Variable-benefit annuities make no guarantees. Variable benefit payments depend on the market value of the assets in the separate accounts.
About 90 percent of all outstanding annuity contracts fall into the fixed-rate category, but variable annuities are becoming increasingly popular (variable annuities are also fairly new compared to the long history of fixed annuities). The investment account in a fixed-rate contract operates much like the cash value account of a universal life policy. The annuity investment earns a fixed rate, which the insurer often guarantees for the first one to five (occasionally as many as ten) years of the contract. After that time, the rate depends on the investment success of the insurer’s general portfolio (subject to a guaranteed floor, typically 3 to 4.5 percent). The fixed-rate contract gives the contract owner no choice or say in the underlying investments.
Some fixed-rate contracts have a bailout provision. If the contract return falls below the bailout rate, the contract owner can terminate the contract without cost (i.e., without surrender charges).

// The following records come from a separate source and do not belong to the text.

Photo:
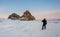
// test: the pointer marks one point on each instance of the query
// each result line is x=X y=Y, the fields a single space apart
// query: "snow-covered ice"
x=17 y=28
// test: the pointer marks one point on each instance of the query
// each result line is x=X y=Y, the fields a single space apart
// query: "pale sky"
x=49 y=9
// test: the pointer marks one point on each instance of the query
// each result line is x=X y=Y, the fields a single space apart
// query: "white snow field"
x=17 y=28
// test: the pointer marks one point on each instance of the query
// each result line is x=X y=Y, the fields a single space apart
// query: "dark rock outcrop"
x=14 y=16
x=27 y=16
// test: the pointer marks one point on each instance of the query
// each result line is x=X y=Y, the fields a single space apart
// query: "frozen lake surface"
x=17 y=28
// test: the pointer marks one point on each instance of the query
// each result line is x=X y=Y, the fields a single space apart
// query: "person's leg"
x=42 y=27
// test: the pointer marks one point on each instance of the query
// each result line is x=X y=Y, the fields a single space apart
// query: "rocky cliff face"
x=14 y=16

In the past two decades variable annuities have become quite popular because, in return for the assumption of greater risk, the contract owner may obtain both greater investment flexibility and a (potentially) higher return. (However, since the bear market of 2007-2009, not surprisingly, variable annuities have been less popular.) The contract owner can select from among a number of separate accounts that are similar to mutual fund investments. The investment options typically include diversified stock, bond, and money market funds. Most insurers also now offer a broad array of alternative funds such as specialized stock funds (sector funds, small capitalization stock funds, index funds), foreign stock and bond funds, junk bond funds, real estate equity and mortgage funds, GNMA-type funds, and asset allocation funds (where the company’s investment manager selects portfolio weights allocating investments among the other funds). It is important to note that although there is a great deal of latitude in investment selection, the investor is limited exclusively to the selection of investment choices that are offered within the annuity contract.